Counties that can operate for three weeks under phase one of Brown’s plan without a significant uptick in cases or hospital usage, and can maintain an ability to trace new cases quickly, will become eligible to move on to phase two. Brown’s office has not revealed precise details of that phase, though it is expected to permit more types of businesses, larger social gatherings and visitations at congregate care facilities.

In cases where counties see an increase in hospitalizations or infections, health officials may elect to reinstitute restrictions, Brown has said.

Rep. Mark Owens, R-Crane, represents a district with some of the state’s least densely populated areas and its lowest infection rates. He praised the reopenings and said rural Oregon’s businesses and schools should be handled differently.

“How do we get back to our churches, our fairs, our livestock sales?" Owens said. "How do we plan if we have to wait for a vaccine or cure? To some of my constituents, that seems unconstitutional”

Ten Oregon church leaders filed a lawsuit against the governor earlier this month, arguing her executive orders are unconstitutional.
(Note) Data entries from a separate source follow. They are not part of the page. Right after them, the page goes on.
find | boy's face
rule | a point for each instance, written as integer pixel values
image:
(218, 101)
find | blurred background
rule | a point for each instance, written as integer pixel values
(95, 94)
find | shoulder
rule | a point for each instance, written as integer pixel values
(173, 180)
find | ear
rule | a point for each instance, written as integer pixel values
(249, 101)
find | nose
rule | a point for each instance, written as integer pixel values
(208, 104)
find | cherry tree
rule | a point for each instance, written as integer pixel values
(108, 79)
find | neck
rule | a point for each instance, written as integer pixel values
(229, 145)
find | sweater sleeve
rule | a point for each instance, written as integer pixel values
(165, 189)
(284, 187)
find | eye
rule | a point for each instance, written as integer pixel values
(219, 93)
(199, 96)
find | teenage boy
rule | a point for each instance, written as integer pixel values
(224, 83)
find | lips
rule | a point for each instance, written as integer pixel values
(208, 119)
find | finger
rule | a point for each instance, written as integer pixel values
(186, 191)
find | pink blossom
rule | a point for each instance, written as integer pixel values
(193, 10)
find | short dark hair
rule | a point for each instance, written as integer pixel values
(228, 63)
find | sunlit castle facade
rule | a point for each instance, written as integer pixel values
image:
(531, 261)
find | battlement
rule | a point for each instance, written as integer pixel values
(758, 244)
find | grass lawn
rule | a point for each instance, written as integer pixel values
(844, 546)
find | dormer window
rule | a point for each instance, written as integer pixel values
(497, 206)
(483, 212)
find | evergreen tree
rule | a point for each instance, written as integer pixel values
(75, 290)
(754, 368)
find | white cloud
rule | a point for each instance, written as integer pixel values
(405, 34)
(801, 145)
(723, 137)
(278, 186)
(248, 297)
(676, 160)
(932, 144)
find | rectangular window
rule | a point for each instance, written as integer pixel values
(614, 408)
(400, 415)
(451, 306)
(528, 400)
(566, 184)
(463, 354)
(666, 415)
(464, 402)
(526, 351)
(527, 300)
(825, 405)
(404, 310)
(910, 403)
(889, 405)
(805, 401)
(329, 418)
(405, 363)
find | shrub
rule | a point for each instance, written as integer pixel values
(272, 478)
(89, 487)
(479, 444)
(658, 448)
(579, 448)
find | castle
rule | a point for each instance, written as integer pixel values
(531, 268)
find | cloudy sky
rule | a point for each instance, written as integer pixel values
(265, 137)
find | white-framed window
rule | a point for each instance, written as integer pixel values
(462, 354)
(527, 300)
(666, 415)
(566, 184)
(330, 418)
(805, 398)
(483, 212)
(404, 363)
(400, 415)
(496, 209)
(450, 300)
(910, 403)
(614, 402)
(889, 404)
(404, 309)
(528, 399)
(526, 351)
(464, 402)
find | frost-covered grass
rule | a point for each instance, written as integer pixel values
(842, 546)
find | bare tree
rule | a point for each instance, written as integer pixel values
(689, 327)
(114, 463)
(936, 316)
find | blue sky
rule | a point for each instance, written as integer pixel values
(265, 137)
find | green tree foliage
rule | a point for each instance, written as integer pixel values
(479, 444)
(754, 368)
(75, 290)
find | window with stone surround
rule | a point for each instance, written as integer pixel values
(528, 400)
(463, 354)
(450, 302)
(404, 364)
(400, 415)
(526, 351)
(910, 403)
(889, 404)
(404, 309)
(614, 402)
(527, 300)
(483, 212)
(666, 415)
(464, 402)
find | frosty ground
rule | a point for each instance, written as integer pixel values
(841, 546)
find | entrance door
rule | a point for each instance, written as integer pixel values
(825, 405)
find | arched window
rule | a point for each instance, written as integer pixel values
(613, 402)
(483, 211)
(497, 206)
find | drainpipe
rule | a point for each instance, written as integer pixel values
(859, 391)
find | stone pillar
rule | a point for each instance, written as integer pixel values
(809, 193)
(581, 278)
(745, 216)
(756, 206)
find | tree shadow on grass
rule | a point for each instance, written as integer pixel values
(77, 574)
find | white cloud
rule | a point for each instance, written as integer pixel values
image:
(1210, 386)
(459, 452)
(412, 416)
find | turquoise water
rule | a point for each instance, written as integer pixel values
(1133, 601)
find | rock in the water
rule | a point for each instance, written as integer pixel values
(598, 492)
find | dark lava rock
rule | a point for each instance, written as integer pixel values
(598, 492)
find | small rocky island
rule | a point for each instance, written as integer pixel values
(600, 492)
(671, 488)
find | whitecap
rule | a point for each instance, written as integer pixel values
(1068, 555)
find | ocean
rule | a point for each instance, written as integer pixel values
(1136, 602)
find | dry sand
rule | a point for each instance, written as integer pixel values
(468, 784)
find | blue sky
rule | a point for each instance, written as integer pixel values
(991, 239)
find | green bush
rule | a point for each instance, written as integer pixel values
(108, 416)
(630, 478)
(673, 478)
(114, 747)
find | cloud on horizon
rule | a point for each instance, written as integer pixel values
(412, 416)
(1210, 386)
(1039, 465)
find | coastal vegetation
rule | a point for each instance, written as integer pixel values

While most of the state may now be at least partly open for business, Brown and state health officials say nothing has changed for people in the Portland metro area and other counties that remain under Brown's March 23 stay-home order.

"We are asking folks in the metro area to be thoughtful of their fellow Oregonians and to stay home and limit their travel to essential need," Brown said. "We obviously don’t want to overwhelm the rest of Oregon."